Alpa Jain has great experience teaching from her time as a graduate student at Columbia University, and it shows in the clarity of her descriptions of SVD and other recommendation algorithms in today’s lecture:
When I asked at the end of class how many students have used one of the recommended Twitter links, nearly everyone raised their hands, so Alpa is clearly doing her job.
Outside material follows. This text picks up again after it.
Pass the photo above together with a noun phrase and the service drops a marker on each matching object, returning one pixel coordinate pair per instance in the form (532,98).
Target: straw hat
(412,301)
For those of you who follow the latest developments in the Big Data technology stack, you’ll know that GraphLab is the hottest technology for processing huge graphs in fast time. We got to hear the algorithms behind GraphLab 2 even before the OSDI crowd! Check it out:
Perhaps the best news is there is new a version called GraphChi (for chihuahua) that you can run on your personal computer; so you don’t even need access to EC2 to run it going forward. Slides here.
Learn about weak ties, triadic closures, and personal pagerank, and how they all relate to the Twitter social graph from Aneesh Sharma:
I especially enjoyed his fascinating and clear explanation of the Watts-Strogatz model, its link to Kleinberg’s model, and how they explain how Milgram’s six degrees of separation phenomenon can occur. Thank you, Aneesh! Slides here.
Today we learned about an alternative software architecture for processing large data, getting the technical details from Splunk’s VP of Engineering, Stephen Sorkin. Splunk also has a really amazing GUI for analyzing Twitter and other data sources in real time; be sure to watch the last 15 minutes of the video to see the demo:
The great news is that you can download and try out the demo yourself for free! Thanks for a very technical, well-paced lecture, Stephen! And congratulations to Archana Ganapathi, who as a new mother, couldn’t make it this time!